No hay nada que te arrase tanto las entrañas como la pérdida de un hijo. No hay nada que te mate más aunque sigas viviendo que la desaparición incomprensible de la carne de tu carne. Por eso me pongo en la piel de María Peligros y tiemblo y me descompongo ante el dolor devastador que debe sentir cada mañana al levantarse y comprobar que todavía sigue respirando, que todavía malvive en este mundo. “Es un sufrimiento indescriptible”, le dijo a mi compañero Andros Lozano la madre de Lucía, la niña de tan solo 13 años que se quitó la vida el pasado martes 10 de enero en su casa de Murcia. “Me siento sola… Si queréis verme, tendréis que visitar mi tumba”, había dejado escrito.
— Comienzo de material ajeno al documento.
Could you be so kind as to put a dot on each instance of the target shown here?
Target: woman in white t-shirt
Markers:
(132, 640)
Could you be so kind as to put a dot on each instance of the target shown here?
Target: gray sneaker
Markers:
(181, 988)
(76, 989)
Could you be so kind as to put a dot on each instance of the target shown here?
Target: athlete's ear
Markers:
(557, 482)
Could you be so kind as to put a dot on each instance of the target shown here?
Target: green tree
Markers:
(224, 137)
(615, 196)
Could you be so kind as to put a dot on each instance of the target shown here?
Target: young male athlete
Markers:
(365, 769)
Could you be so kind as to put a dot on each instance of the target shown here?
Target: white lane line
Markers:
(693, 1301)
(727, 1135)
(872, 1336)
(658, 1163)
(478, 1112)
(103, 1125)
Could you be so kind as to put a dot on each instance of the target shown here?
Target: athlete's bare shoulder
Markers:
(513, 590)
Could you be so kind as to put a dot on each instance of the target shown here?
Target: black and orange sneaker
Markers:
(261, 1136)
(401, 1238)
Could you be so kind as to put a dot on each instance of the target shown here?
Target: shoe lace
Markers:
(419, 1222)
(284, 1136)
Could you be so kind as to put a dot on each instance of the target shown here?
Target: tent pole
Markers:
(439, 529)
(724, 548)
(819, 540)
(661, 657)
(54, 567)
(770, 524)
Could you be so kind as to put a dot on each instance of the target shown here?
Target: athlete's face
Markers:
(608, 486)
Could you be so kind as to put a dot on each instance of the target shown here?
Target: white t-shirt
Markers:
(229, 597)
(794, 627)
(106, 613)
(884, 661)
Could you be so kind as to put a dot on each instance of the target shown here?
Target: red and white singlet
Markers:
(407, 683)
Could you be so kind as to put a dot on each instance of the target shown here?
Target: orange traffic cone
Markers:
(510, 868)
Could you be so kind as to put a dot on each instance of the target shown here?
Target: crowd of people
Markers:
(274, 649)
Lucía decidió rendirse por culpa de unos compañeros de clase que se habían convertido en un martillo pilón, en una máquina de picar carne –“das asco”, “gorda”, “fea”, le decían– y que de manera irreversible le hicieron insoportable la existencia; compañeros, repito, que la arrastraron a despreciarse a sí misma y que socavaron su identidad y, finalmente, las ganas de seguir entre nosotros. Y estos compañeros tienen nombre y apellidos, madres y padres, abuelos y abuelas, puede incluso que hermanos y hermanas que probablemente ignoran la clase de monstruos que tienen en la habitación de al lado. O quizá no.
María Peligros encontró entre los cuadernos de su hija, días después de haberle reservado el maldito destino la terrible prueba de ser la que descubriera su cuerpo sin vida, una especie de testamento que corta la respiración, que horada las tripas del más duro: “Mi vida es como una montaña rusa… Sólo me hablaban para insultarme… Empecé a odiarme a mí misma… “, escribió Lucía el pasado 29 de diciembre.
Durante el resto de su vida a María Peligros le quedará encima la pesada cruz de plantearse preguntas que no tienen respuesta humana posible, preguntas que jamás dejarán de taladrar su cerebro de forma brutal e inexorable… Si pudo ayudar más a su pequeña, si tuvo que darse cuenta mucho antes de lo que estaba sufriendo, si se tenía que haber quedado con ella la trágica tarde en la que se marchó definitivamente. Y da igual que el mundo entero le repita una y mil veces que no, que no es su culpa, que ella nunca la echó de su lado, que nunca le retiró la mano. No hay consuelo para este aguijonazo en el corazón y es más que probable que nunca encuentre la paz ni sosiegue su espíritu la certeza de que la mataron otros.
Y me pregunto ahora qué pensarán las madres de esos otros, esos otros que llevaron a Lucía hasta el borde del precipicio. Porque ellos también tienen madre. Madres de hijos acosadores que no sabemos si se pondrán de perfil ante la brutal realidad de que sus hijos, carne de su carne, empujaron a esa niña de 13 años a la que antes habían colocado a un paso del abismo. ¿Qué pensarán esas madres? Se preguntarán también por qué no estuvieron más encima de ellos, si no miraron para otro lado ante la evidencia de lo que podían ser capaces de perpetrar, si no quisieron realmente ser conscientes del daño que podían infligir a otras personas, si no estuvieron todo lo vigilantes que deberían haber estado ante las señales alarmantes que desde el colegio les enviaban. Se preguntarán, finalmente, si no han sido incluso cómplices por acción u omisión de ese ángel exterminador que habitaba en el fondo de sus criaturas.
María Peligros vivirá el resto de sus días partida en dos, completamente reseca, sin tan siquiera lágrimas que derramar, pero me pregunto cómo vivirán las madres de esos canallas que condujeron al patíbulo a Lucía simplemente porque creían que tenían derecho a hacerlo.